Voltemos ao essencial. Marianne Faithfull rodeou-se de boa e conhecida gente para fazer Negative Capability. Desde logo Rob Ellis, famoso e conhecido produtor, mas também Warren Ellis, o bom barbudo dos Bad Seeds, e o chefe-mor dessas benditas sementes, o mítico Nick Cave. Trio de peso, como facilmente se percebe. Mas, para além de tudo, há Marianne Faithfull e a sua voz. Isso importa, e muito. Como também importa o que essa voz canta, o que neste específico caso quer dizer amor, perda, morte, um de cada vez, todos fundidos, com pesos diferentes, mas todos significativos. O mais recente disco da menina que há muito apareceu naked under leather é um dos mais intensos e belos trabalhos discográficos deste ano de 2018. Não há como negar esta evidência. Se é verdade que a dor existe, também é seguro que há espaço para alguma redenção por via das estranhas leis da nostalgia.

Duas ou três notas sobre canções perfeitas. Elas bastariam para que se considerasse Negative Capability como um dos melhores trabalhos de Marianne Faithfull. A que abre o disco talvez seja o melhor dos exemplos. Trata-se de “Misunderstanding”, poderosa e negra canção que conta com a participação de Ed Harcourt. Talvez seja mesmo o momento mais marcante de todo o álbum. Letra e melodia lindíssimas, voz honesta (“what I am is not a game”, canta Faithfull) e depois há ainda as cordas de Warren Ellis, espécie de sonhos traduzidos em sons. E o coro, terminando com “only you have such allure”. Perfeito! A segunda canção, também a segunda do disco, é “The Gipsy Faery Queen”, tema do mago Nick Cave. O australiano está em todas as notas, em todos os sons e não apenas na voz que acompanha Marianne Faithfull ao longo do tema. Perfeito, mais uma vez! A terceira é “No Moon in Paris”, de novo com participação de Ed Harcourt. Encerra o disco, e uma vez mais a honestidade é desarmante: There’s no moon, no moon in Paris tonight / And it’s lonely, and that’s all I got”. No entanto, a redenção, se assim pudermos chamar, vem com os versos finais, apesar de rodeada da mesma dor fundadora, da mesma solidão agonizante, quando Marianne Faithfull canta, referindo-se à lua, “In Martinique it shines on the sea / But in Paris it usually shines on me”. Dificilmente se poderia acabar este disco de melhor maneira.

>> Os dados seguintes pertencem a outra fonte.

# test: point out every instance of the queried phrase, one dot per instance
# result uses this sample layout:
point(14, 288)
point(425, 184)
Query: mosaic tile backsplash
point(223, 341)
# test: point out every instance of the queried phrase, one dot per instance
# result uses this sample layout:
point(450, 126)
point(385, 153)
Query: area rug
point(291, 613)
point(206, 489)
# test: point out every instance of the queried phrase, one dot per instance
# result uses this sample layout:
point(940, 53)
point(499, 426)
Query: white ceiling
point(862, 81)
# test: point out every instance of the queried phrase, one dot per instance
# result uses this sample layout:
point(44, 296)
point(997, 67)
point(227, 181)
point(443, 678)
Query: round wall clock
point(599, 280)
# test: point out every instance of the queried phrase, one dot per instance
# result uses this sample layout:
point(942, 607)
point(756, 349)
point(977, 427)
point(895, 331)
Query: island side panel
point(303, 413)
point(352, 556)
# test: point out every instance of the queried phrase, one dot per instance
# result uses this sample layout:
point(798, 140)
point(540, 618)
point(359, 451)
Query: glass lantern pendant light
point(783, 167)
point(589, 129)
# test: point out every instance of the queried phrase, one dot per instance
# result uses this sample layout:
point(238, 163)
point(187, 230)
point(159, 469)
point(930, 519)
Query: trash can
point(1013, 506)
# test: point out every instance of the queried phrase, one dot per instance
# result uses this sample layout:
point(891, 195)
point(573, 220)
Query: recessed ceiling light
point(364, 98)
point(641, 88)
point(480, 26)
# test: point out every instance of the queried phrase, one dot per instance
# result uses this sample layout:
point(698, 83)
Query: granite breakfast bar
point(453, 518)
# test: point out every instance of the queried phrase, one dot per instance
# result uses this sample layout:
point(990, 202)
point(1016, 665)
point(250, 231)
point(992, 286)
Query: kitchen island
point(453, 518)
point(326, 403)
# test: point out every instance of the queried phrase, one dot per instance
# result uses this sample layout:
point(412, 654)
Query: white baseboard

No entanto, outras canções (todas, para sermos honestos) merecem óbvio destaque. Mas fiquemos pelas regravações, a começar por “As Tears Go By”, clássico single da dupla Jagger / Richards e primeiro grande momento da carreira da jovem cantora. Corajosa reinterpretação, agora que a voz de Marianne está repleta de peso e gravilha, pouco ou nada sobrando da frescura e limpidez de outros tempos. A segunda é “Witches Song”, retirada do longínquo Broken English (1979), sendo que Marianne Faithfull volta a flirtar com “It’s All Over Now, Baby Blue”, do nobelizado e antigo amor Bob Dylan. Mais três fantásticos momentos!

Negative Capability é um álbum cheio de sabedoria e honesto até à medula. Talvez por isso tenha um certo travo a despedida, embora a própria artista o tenha negado em recentes entrevistas. Assim tenha razão a cantora e nós não. Era bom voltar a ouvi-la. No entanto, e para já, fiquemos com Negative Capability, um dos álbuns do ano de 2018. É mesmo um tesouro, acreditem.